OBJECTIVE: We conducted animal experiments to confirm the effect of SJHST and warfarin on anticoagulant activity.
METHODS: Forty-eight male New Zealand white rabbits were randomized into eight groups of six rabbits. Group A (Control group) was administered normal saline. Group B (Western Medicine group) was administered warfarin 1.5 mg/kg/day. Groups C, D, and E [Traditional Chinese Medicine (TCM) groups] were administered different doses of SJHST (0.5 mg/kg/day, 1 mg/kg/day, and 2 mg/kg/day, respectively). Groups F, G, and H (Combination Therapy groups) were administered warfarin 1.5 mg/kg/day and different doses of SJHST (0.5 mg/kg/day, 1 mg/kg/day, and 2 mg/kg/day, respectively). The total duration of treatment was 14 days. Blood samples were obtained prior to beginning the experiments (day 0) and on day 7, day 14, and day 17 (3 days after discontinuation of the medications). The activated partial thromboplastin time (APTT), PT, and thrombin time (TT) were calculated and compared among the different groups.
RESULTS: No significant changes were noted in APTT, PT or TT between the control and SJHST-only groups. Significant prolongations of APTT and PTT, but not TT, were observed in the combination groups compared to the warfarin-only group. The enhanced anticoagulant effects returned to normal three days after discontinuation of SJHST treatment.
CONCLUSIONS: We confirmed that the Chinese herb SJHST enhances the anticoagulant effect of warfarin. Although the exact mechanisms of the interaction are unknown, physicians should be aware of the possibility of drug interactions between warfarin and Chinese herbal medicines owing to the increased risk of bleeding.

1. Introduction

Traditional Chinese Medicines (TCMs) are widely used in Chinese communities, and their use has recently increased in some Western countries, yet herbal-drug interactions between TCMs and Western Medicines (WMs) are difficult to predict. Warfarin is a commonly used drug for anticoagulant therapy among patients with atrial fibrillation and cardiovascular diseases. The increased risk of bleeding associated with warfarin that is caused by a prolonged prothrombin time (PT) markedly concerns patients, especially older people [1]. Many drugs have reported interactions with warfarin that precipitate the risk of bleeding. Likewise, many herbs have the potential to interact with warfarin and alter pharmacodynamic mechanisms or intrinsic anticoagulant or antiplatelet properties. All of these interactions could result in an increased risk of bleeding [2,3]. This increased risk of bleeding when herbs are combined with warfarin could be caused either by augmenting the anticoagulant effects of the drug, which would result in an increased INR level, or through intrinsic antiplatelet properties, which would not affect the INR [4].

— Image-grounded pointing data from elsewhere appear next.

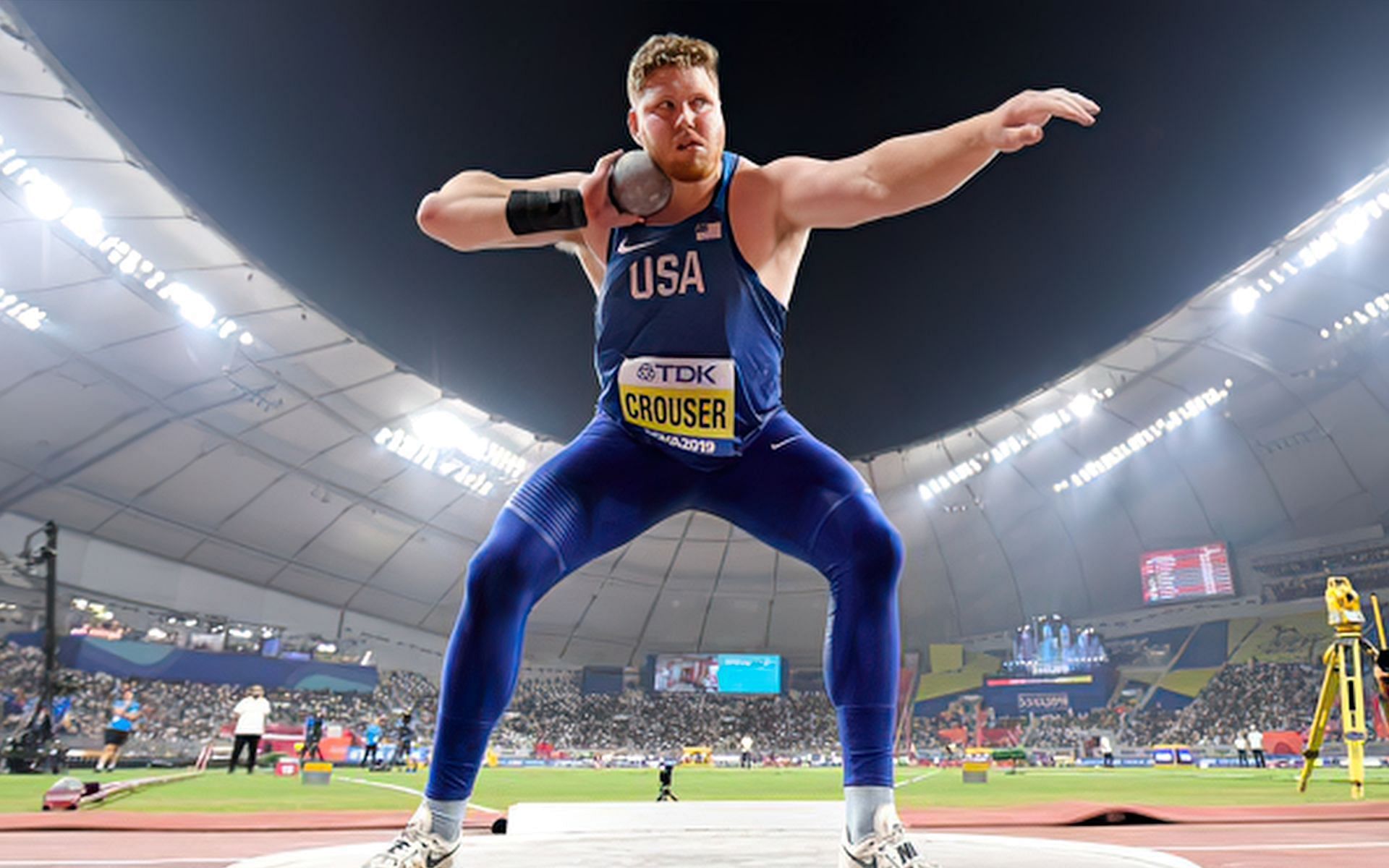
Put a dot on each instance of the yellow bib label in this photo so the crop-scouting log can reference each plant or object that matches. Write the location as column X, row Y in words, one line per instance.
column 691, row 398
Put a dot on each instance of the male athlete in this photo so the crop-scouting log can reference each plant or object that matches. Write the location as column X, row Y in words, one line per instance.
column 691, row 307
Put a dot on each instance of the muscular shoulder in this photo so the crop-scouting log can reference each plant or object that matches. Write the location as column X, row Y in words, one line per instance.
column 752, row 208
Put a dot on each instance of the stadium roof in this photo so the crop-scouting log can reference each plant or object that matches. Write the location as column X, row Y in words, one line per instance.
column 164, row 391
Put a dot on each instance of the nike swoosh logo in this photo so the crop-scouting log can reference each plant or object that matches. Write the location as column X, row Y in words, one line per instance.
column 859, row 861
column 623, row 246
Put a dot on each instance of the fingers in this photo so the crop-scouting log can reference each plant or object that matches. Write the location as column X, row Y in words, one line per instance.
column 1082, row 110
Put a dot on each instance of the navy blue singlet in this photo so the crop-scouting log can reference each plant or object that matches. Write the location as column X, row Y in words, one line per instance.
column 689, row 342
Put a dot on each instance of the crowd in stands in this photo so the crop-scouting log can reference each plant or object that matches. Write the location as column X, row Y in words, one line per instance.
column 178, row 717
column 1267, row 696
column 555, row 712
column 1303, row 575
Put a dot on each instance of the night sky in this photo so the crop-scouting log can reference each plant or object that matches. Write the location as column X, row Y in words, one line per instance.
column 310, row 131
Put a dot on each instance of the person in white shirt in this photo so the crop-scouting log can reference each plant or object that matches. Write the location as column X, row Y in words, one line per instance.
column 250, row 726
column 1256, row 746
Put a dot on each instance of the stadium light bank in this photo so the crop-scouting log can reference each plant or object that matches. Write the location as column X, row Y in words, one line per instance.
column 49, row 202
column 1354, row 213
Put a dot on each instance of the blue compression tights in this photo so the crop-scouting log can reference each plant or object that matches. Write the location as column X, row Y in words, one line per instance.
column 603, row 489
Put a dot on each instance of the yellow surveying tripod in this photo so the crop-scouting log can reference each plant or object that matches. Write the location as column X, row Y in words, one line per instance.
column 1345, row 671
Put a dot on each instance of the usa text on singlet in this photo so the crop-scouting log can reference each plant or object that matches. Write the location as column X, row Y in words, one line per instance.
column 689, row 342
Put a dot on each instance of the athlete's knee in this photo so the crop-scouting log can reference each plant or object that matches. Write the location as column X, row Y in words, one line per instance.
column 859, row 540
column 510, row 573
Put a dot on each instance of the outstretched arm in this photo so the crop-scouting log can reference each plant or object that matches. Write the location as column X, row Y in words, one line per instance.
column 470, row 211
column 912, row 171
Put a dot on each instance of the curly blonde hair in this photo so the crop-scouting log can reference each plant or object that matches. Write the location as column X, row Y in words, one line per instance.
column 668, row 51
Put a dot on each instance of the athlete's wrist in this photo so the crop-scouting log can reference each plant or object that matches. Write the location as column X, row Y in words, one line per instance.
column 530, row 211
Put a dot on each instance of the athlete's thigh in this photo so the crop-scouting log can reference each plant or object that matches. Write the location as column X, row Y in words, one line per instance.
column 599, row 492
column 783, row 486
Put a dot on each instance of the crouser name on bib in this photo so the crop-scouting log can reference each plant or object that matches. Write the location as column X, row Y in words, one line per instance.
column 691, row 398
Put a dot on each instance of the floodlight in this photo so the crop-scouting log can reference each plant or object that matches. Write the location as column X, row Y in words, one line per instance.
column 43, row 197
column 1245, row 299
column 1082, row 406
column 439, row 428
column 85, row 224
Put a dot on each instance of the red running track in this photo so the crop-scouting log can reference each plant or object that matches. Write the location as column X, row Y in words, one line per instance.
column 1283, row 845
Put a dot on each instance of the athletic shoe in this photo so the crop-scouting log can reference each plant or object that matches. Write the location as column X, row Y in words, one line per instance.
column 417, row 846
column 886, row 848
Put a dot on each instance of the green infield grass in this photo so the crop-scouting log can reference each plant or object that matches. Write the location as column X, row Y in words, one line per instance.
column 920, row 788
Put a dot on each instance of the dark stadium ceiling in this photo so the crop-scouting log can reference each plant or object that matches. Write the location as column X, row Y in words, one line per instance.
column 163, row 391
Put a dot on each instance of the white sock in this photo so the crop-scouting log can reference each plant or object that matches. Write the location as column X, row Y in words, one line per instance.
column 446, row 816
column 862, row 803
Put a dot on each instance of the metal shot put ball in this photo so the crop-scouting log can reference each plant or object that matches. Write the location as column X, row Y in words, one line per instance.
column 638, row 185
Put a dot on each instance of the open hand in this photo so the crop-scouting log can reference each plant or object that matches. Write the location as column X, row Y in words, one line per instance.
column 1019, row 122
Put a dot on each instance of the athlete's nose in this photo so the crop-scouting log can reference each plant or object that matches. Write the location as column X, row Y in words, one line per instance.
column 687, row 117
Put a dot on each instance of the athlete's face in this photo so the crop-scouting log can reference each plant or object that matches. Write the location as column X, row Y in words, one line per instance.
column 679, row 122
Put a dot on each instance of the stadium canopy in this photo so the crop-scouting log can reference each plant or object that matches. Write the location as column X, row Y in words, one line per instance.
column 163, row 391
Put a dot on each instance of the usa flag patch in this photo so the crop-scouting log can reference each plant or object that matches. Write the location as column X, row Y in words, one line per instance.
column 709, row 232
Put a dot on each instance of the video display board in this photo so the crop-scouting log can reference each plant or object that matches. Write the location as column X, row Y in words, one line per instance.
column 717, row 674
column 1176, row 575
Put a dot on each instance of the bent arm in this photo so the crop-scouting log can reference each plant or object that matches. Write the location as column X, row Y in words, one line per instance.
column 470, row 211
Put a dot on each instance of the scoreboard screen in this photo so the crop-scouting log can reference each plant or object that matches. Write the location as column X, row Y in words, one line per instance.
column 717, row 674
column 1176, row 575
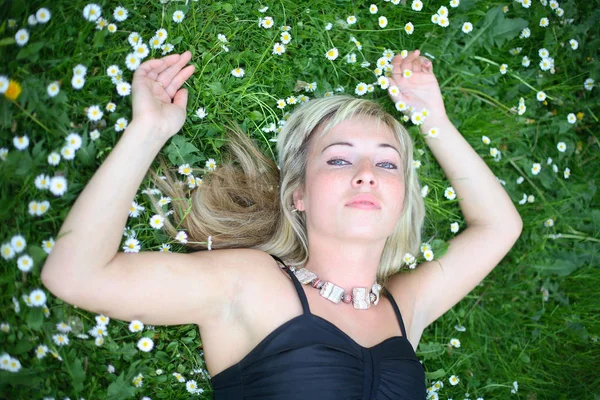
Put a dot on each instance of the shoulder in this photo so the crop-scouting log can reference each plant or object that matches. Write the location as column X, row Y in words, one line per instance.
column 399, row 287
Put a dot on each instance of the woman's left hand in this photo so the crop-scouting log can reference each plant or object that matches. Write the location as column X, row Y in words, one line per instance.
column 420, row 90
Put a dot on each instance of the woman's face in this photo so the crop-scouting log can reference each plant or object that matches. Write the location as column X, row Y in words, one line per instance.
column 357, row 157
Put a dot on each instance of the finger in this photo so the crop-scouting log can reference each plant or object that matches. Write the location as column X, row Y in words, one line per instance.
column 180, row 79
column 167, row 75
column 180, row 99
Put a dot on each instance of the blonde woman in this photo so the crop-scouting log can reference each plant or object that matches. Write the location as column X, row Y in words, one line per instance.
column 301, row 296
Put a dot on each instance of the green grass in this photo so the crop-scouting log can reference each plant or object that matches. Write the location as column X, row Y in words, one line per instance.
column 512, row 334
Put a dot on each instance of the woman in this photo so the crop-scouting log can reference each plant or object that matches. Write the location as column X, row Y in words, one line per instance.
column 335, row 320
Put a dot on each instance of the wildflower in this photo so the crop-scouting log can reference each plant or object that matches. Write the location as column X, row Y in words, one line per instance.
column 134, row 38
column 541, row 96
column 121, row 124
column 588, row 84
column 382, row 22
column 285, row 37
column 42, row 15
column 449, row 193
column 53, row 159
column 120, row 14
column 332, row 54
column 141, row 50
column 131, row 245
column 162, row 35
column 417, row 118
column 181, row 237
column 53, row 89
column 124, row 88
column 92, row 12
column 178, row 16
column 73, row 140
column 266, row 22
column 454, row 227
column 361, row 89
column 515, row 388
column 22, row 37
column 238, row 72
column 167, row 48
column 25, row 263
column 211, row 164
column 77, row 82
column 278, row 48
column 21, row 142
column 574, row 44
column 95, row 113
column 58, row 185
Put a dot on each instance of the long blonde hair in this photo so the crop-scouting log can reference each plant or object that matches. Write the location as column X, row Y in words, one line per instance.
column 247, row 201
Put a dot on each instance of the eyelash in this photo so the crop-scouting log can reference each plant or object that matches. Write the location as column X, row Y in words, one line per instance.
column 341, row 159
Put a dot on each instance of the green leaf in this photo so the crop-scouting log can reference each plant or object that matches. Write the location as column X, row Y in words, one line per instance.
column 35, row 318
column 30, row 50
column 162, row 356
column 120, row 389
column 430, row 351
column 435, row 374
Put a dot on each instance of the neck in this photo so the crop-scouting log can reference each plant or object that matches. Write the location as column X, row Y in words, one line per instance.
column 349, row 265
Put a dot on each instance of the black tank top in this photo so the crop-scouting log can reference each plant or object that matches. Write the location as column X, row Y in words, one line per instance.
column 310, row 358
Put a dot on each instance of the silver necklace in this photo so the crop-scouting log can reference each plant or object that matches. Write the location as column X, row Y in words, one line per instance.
column 361, row 298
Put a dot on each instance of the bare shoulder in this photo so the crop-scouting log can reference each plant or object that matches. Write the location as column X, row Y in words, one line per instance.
column 403, row 294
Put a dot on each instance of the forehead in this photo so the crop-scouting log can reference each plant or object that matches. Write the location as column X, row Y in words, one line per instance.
column 358, row 128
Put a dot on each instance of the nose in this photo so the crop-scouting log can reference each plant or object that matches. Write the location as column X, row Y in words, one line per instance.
column 365, row 175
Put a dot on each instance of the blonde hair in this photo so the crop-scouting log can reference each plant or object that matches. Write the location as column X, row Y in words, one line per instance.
column 247, row 201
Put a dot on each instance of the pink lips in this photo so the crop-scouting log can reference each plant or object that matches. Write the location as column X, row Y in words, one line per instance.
column 364, row 201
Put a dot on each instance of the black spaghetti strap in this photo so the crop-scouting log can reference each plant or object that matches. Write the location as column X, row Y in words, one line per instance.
column 397, row 311
column 297, row 285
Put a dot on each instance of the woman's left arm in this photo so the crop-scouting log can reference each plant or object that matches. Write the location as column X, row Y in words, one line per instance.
column 493, row 222
column 483, row 200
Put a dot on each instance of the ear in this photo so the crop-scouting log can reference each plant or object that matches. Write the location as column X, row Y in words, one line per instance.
column 298, row 198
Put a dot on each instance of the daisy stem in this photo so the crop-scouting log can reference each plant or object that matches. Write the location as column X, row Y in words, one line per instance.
column 569, row 236
column 33, row 118
column 490, row 100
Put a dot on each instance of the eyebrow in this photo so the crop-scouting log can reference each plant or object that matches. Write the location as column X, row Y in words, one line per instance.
column 351, row 145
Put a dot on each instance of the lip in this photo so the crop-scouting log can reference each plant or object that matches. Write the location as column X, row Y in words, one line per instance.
column 365, row 201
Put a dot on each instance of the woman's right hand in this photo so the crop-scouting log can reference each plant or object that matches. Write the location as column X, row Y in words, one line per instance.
column 157, row 97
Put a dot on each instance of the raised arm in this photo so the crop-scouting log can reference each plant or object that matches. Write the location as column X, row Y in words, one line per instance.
column 493, row 222
column 90, row 235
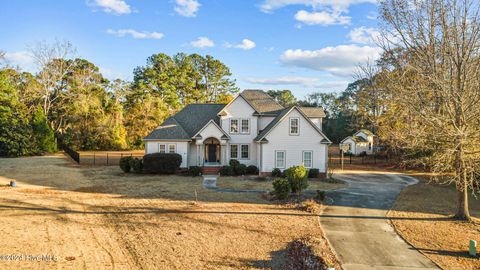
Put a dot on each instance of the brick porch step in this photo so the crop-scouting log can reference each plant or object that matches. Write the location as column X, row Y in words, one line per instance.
column 211, row 170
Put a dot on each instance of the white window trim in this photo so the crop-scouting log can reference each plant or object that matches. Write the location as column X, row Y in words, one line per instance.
column 165, row 145
column 290, row 126
column 230, row 149
column 311, row 158
column 284, row 159
column 240, row 152
column 174, row 148
column 230, row 126
column 241, row 125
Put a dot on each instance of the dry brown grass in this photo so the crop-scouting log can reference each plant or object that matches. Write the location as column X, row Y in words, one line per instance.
column 421, row 215
column 250, row 183
column 100, row 218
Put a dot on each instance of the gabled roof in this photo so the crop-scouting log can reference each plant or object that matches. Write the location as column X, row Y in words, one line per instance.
column 187, row 122
column 261, row 102
column 356, row 139
column 313, row 112
column 366, row 131
column 280, row 117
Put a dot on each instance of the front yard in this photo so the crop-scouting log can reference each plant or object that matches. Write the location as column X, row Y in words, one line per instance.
column 421, row 215
column 100, row 218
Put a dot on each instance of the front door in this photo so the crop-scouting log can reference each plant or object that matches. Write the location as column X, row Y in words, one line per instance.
column 212, row 153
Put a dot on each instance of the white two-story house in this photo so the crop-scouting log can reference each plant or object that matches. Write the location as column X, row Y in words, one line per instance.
column 253, row 129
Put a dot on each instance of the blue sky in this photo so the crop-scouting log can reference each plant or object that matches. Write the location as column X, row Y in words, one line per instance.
column 303, row 45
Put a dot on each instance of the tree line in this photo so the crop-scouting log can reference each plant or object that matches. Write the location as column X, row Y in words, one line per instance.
column 69, row 99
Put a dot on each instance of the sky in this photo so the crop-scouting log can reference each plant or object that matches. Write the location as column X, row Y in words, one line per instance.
column 303, row 45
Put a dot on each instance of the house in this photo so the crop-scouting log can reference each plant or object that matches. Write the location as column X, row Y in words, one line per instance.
column 253, row 129
column 360, row 142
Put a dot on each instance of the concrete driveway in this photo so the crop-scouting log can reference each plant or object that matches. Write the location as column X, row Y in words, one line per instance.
column 356, row 226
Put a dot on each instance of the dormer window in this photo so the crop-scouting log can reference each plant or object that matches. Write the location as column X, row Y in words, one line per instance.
column 245, row 127
column 294, row 126
column 233, row 126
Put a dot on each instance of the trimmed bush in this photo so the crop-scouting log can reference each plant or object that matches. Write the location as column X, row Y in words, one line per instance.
column 226, row 171
column 276, row 172
column 125, row 164
column 297, row 177
column 313, row 173
column 137, row 165
column 194, row 170
column 281, row 188
column 163, row 163
column 252, row 169
column 240, row 169
column 234, row 163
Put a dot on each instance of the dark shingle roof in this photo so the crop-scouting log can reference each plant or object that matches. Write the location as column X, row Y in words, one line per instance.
column 313, row 112
column 187, row 122
column 262, row 102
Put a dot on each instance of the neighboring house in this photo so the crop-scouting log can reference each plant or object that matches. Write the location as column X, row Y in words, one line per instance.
column 253, row 129
column 361, row 142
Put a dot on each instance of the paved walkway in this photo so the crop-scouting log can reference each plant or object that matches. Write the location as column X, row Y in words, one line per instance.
column 356, row 226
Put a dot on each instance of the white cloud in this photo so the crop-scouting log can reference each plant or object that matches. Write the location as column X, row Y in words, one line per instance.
column 341, row 60
column 22, row 59
column 187, row 8
column 117, row 7
column 246, row 44
column 202, row 42
column 135, row 34
column 336, row 5
column 321, row 18
column 364, row 35
column 296, row 80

Shu-Jing-Hwo-Shiee-Tang (SJHST), a popular Chinese herbal medicine, has been used for thousands of years in the treatment of degenerative joint diseases, which are prevalent among older patients. SJHST is a mixture of 17 herbs and, thus, the mechanisms of action are complicated and multifaceted. The maximum dose of SJHST is 12 grams per day, according to the pharmacopoeia Wanbinghuichun (“Recovery from All Ailments”, a TCM classic written in the Ming dynasty), and TCM doctors usually prescribe it to be taken in 3–4 separate daily doses. Although there are no published reports regarding coagulopathy caused by interactions between SJHST and warfarin, some patients have exhibited prolonged PT after one to two weeks of using warfarin and SJHST concurrently. PT returned to normal levels approximately one week after SJHST discontinuation in these patients.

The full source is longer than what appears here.